Ce n’est pas la première fois que le gouvernement tente de revenir sur la liberté éditoriale.
Le 21 août 1940, par décret, le régime de Vichy instaurait un contrôle ministériel sur les manuels, notamment ceux d’histoire-géographie considérés comme les plus susceptibles de contribuer au formatage des esprits.
Même si le gouvernement provisoire revient sur ce décret en 1944, Paul Devin rappelle que le fantasme du contrôle étatique des manuels continue d’irriguer la haute administration de l’Éducation nationale.

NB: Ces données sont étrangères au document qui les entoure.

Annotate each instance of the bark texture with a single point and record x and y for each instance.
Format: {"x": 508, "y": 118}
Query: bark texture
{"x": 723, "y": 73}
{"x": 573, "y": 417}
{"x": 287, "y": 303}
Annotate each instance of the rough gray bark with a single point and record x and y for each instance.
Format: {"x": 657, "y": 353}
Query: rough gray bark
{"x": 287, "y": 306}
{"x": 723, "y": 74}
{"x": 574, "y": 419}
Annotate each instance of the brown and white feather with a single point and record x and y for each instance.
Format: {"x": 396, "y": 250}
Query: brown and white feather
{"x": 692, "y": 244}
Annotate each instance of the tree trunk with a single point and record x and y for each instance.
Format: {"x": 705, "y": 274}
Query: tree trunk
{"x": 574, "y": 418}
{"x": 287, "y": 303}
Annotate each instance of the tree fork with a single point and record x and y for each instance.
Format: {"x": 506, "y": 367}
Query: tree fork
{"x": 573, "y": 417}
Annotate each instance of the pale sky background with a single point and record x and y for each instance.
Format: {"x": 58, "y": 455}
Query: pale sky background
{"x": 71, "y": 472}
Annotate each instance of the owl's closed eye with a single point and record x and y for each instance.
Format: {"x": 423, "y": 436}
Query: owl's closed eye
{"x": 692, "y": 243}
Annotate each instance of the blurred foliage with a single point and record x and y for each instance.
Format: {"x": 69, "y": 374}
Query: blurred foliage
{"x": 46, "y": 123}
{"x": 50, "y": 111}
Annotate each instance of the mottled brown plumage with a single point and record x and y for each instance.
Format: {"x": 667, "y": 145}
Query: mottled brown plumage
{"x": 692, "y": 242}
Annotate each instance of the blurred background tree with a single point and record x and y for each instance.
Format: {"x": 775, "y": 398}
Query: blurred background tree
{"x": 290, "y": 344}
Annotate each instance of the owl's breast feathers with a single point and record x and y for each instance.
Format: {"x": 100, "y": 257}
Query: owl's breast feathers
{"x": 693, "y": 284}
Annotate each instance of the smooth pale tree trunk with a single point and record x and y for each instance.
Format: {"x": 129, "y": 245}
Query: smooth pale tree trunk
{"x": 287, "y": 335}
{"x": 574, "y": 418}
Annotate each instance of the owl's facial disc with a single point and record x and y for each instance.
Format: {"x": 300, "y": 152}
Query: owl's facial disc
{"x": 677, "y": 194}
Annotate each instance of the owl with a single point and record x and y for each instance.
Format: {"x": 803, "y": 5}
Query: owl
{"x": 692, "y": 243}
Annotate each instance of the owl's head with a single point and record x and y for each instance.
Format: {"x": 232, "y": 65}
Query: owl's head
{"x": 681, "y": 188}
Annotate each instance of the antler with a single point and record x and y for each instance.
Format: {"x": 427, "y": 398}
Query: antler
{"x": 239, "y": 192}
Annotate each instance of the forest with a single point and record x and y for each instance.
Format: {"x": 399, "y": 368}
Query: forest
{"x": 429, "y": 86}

On le trouve dans le rapport Borne de l’Inspection générale en 1998 ainsi que chez Gilles de Robien en 2005.
Un autre épisode est passé inaperçu parce que cantonné aux débats internes du Conseil National des Programmes (CNP) entre 1995 et 1997. À cette date, Luc Ferry préside le Conseil. Avec le ministre François Bayrou, ils rêvent d’un « manuel de référence » au collège. Sa coordination est confiée au philosophie Tzvetan Todorov. Les discussions vont bon train : comment l’appeler ? « Manuel du savoir fondamental » ? « Manuel d’entrée en société » ? La perspective va bien au-delà d’une labellisation puisqu’il s’agit de sortir un manuel publié par l’Éducation nationale.
Après discussion, le projet est finalement annulé par le ministre qui ne souhaite pas se mettre le monde de l’édition scolaire à dos et parce que même le CNP craint d’entraver la liberté pédagogique des enseignants.
Un terrain miné
Gabriel Attal met donc les pieds en terrain miné en touchant à l’un des socles identitaires de l’école républicaine. Il y a d’abord fort à parier que le puissant syndicat de l’édition (SNE) monte au créneau contre ces velleités de surveillance. Il est également de notre devoir de déconstruire l’apparente banalité de cette annonce en alertant sur ce qu’elle charrie de réactionnaire. Cette mesure présentée comme disruptive et adossée à la nouvelle marotte ministérielle de la « pédagogie explicite » et des « données probantes » participe à transformer les enseignants en agents exécutifs de méthodes supposément brevetées. Des manuels scolaires aux bréviaires pédagogiques, il n’y a qu’un pas que les spécialistes de la poudre perlimpinpin semblent vouloir franchir allégrement.